### Step 1: Retrieve and Load Data
Before starting the analysis, you will need both crime reports and historical temperature data for Charlottesville. If you have access to the UVA Open Data Portal, you may download the most recent crime CSV. Otherwise, use the provided file Crime_Data.csv stored in the DATA folder of this repository.

In [None]:
# Install Meteostat library if running outside local environment
!pip install meteostat

# Import required packages
from datetime import datetime
import pandas as pd
import matplotlib.pyplot as plt
import seaborn as sns
from meteostat import Point, Daily
from scipy import stats
import numpy as np

# Load the crime dataset
crime_df = pd.read_csv("DATA/Crime_Data.csv")

print("Crime dataset loaded. Number of rows:", len(crime_df))
crime_df.head()


### Step 1.1: Retrieve Daily Weather Data
We now gather daily temperature observations for Charlottesville over the same time period as the crime data.

In [None]:
# Convert timestamps for analysis
crime_df["DateReported"] = pd.to_datetime(crime_df["DateReported"], errors="coerce")

# Determine the full date range represented in the crime data
start_date = crime_df["DateReported"].min()
end_date = crime_df["DateReported"].max()

print("Crime data range:", start_date, "to", end_date)

# Coordinates for Charlottesville, VA
charlottesville = Point(38.03, -78.48)

# Request daily weather information via Meteostat
weather_df = Daily(charlottesville, start_date, end_date).fetch()

print("Weather dataset retrieved. Sample:")
weather_df.head()


### Step 2: Data Preparation and Visual Exploration
In this step, you will process both datasets so they can be merged and compared. You will also produce at least two visualizations to begin exploring trends in crime and temperature.

In [None]:
# Aggregate crime counts by calendar day
crime_daily = (
    crime_df
    .groupby(crime_df["DateReported"].dt.date)
    .size()
    .reset_index(name="CrimeCount")
)

crime_daily["Date"] = pd.to_datetime(crime_daily["Date"])

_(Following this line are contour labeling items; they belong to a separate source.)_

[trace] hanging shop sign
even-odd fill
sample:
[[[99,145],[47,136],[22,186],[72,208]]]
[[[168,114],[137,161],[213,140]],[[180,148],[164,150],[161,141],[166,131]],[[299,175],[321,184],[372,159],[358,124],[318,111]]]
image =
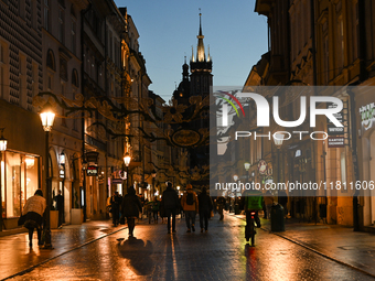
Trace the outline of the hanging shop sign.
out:
[[[330,102],[328,105],[328,108],[336,108],[338,105],[336,104],[332,104]],[[334,114],[333,115],[339,122],[343,123],[344,122],[344,115],[342,111]],[[326,119],[326,132],[329,136],[342,136],[345,133],[345,127],[336,127],[334,126],[334,123],[331,121],[331,119]]]
[[[266,174],[267,167],[268,167],[267,162],[265,160],[262,160],[262,159],[259,160],[259,162],[258,162],[258,172],[259,172],[259,174]]]
[[[344,137],[329,137],[328,138],[328,147],[329,147],[329,149],[344,148],[345,147],[345,138]]]
[[[365,130],[368,130],[373,127],[373,122],[375,121],[375,104],[372,102],[369,105],[363,106],[360,108],[362,126]]]
[[[98,166],[94,166],[94,165],[90,165],[90,166],[87,166],[87,176],[97,176],[98,175]]]

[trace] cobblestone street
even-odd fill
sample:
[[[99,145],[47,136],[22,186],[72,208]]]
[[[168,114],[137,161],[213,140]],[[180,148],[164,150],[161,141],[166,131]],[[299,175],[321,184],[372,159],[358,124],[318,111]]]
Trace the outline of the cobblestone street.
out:
[[[46,261],[9,280],[374,280],[262,229],[257,230],[256,247],[246,246],[245,221],[238,217],[226,215],[219,221],[215,216],[210,223],[208,233],[197,227],[186,234],[184,220],[178,219],[178,233],[168,235],[160,220],[143,221],[130,239],[127,229],[107,223],[68,226],[53,231],[55,249],[50,251],[29,251],[25,234],[3,237],[1,249],[10,255],[1,260],[1,278],[15,273],[3,270],[12,263],[20,272]],[[14,239],[17,248],[3,248]]]

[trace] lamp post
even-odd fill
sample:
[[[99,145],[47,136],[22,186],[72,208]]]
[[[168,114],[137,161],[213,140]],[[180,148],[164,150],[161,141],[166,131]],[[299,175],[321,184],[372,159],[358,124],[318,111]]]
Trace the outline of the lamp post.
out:
[[[152,197],[154,196],[154,179],[157,177],[157,171],[152,170]]]
[[[129,152],[126,152],[125,154],[124,154],[124,163],[125,163],[125,165],[126,165],[126,167],[127,167],[127,188],[128,188],[128,184],[129,184],[129,164],[130,164],[130,154],[129,154]],[[125,186],[124,186],[124,184],[122,184],[122,196],[125,195]]]
[[[239,179],[239,176],[238,175],[234,175],[233,176],[233,180],[237,183],[237,181],[238,181],[238,179]],[[238,187],[238,186],[237,186]],[[235,190],[235,203],[233,204],[233,206],[234,206],[234,213],[236,214],[236,201],[237,201],[237,188]]]
[[[45,184],[46,184],[46,224],[45,224],[45,242],[44,248],[52,249],[51,244],[51,221],[50,221],[50,210],[51,210],[51,179],[50,179],[50,159],[49,159],[49,137],[52,130],[53,121],[55,120],[55,114],[53,112],[50,102],[43,107],[40,112],[43,130],[45,131]]]
[[[7,150],[7,143],[8,140],[4,138],[3,136],[3,131],[6,128],[0,128],[1,131],[1,137],[0,137],[0,231],[2,231],[2,179],[1,179],[1,174],[2,174],[2,165],[1,165],[1,161],[2,161],[2,152]]]

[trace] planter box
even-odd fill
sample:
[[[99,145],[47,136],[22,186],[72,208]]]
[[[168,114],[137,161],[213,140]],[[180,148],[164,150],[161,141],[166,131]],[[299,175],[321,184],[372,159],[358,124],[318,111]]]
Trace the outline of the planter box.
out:
[[[51,229],[58,227],[58,210],[50,210],[50,226]]]
[[[84,210],[82,208],[72,208],[72,225],[82,225],[84,221]]]

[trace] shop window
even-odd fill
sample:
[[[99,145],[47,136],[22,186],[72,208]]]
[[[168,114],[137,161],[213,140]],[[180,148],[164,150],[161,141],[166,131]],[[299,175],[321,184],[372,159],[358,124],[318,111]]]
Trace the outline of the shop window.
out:
[[[341,167],[341,183],[346,183],[346,159],[345,159],[345,152],[341,152],[340,167]],[[346,193],[347,188],[342,188],[341,191],[343,193]]]

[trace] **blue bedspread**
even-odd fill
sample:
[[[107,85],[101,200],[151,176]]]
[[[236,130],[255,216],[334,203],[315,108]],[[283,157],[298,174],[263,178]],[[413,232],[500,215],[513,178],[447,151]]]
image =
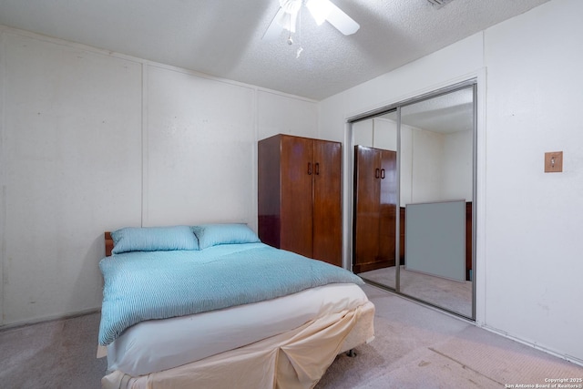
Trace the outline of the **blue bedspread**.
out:
[[[257,302],[328,283],[363,283],[344,269],[263,243],[126,252],[104,258],[99,269],[105,281],[102,345],[145,320]]]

# Prepare weather dataframe with matching date format
weather_df = weather_df.reset_index()
weather_df["Date"] = pd.to_datetime(weather_df["time"].dt.date)

# Merge crime and temperature into a single dataset
merged_df = pd.merge(crime_daily, weather_df, on="Date", how="inner")

print("Merged dataset shape:", merged_df.shape)
merged_df.head()


### TODO: Create Visualization 1
Suggested ideas:


*   count of crimes by offense type
*   trend of crime over time



In [None]:
# TODO: Add your first visualization here

### TODO: Create Visualization 2
Suggested ideas:


*   temperature over time
*   overlay crime and temperature
*   bar chart of most common offenses



In [None]:
# TODO: Add your second visualization here

### Step 3: Correlation Analysis
Now you will calculate the Pearson correlation coefficient to determine whether higher temperatures are associated with higher daily crime counts in Charlottesville.

In [None]:
# Filter to only the columns needed for correlation
corr_data = merged_df[["CrimeCount", "tavg"]].dropna()

# TODO: Compute overall Pearson correlation and p-value
r_val, p_two_sided = None, None  # Replace these with real calculations

# One-sided p-value for the hypothesis: crime increases as temp increases
p_one_sided = p_two_sided / 2 if r_val is not None and r_val > 0 else None

print(f"[OVERALL] Pearson r = {r_val}")
print(f"[OVERALL] Two-sided p = {p_two_sided}")
print(f"[OVERALL] One-sided p (r > 0) = {p_one_sided}")


### Step 3.1: Offense-Specific Correlations
you will now repear the correlation procedure for individual offense types. Before choosing offenses, it may help to visualize which ones occur most frequently.


In [None]:
# TODO: Choose which offenses you want to analyze
top_offenses = None  # replace with your selection

### TODO: Compute Pearson correlation for each selected offense


In [None]:
# Example structure (fill in your selections and calculations)

# for offense in top_offenses:
#     offense_daily = ...
#     r, p = ...
#     print(f"{offense}: r = {r}, one-sided p = {p/2 if r > 0 else 1.0}")


### Final Step
Once finished, transfer your results into results.md and write a short explanation of your findings.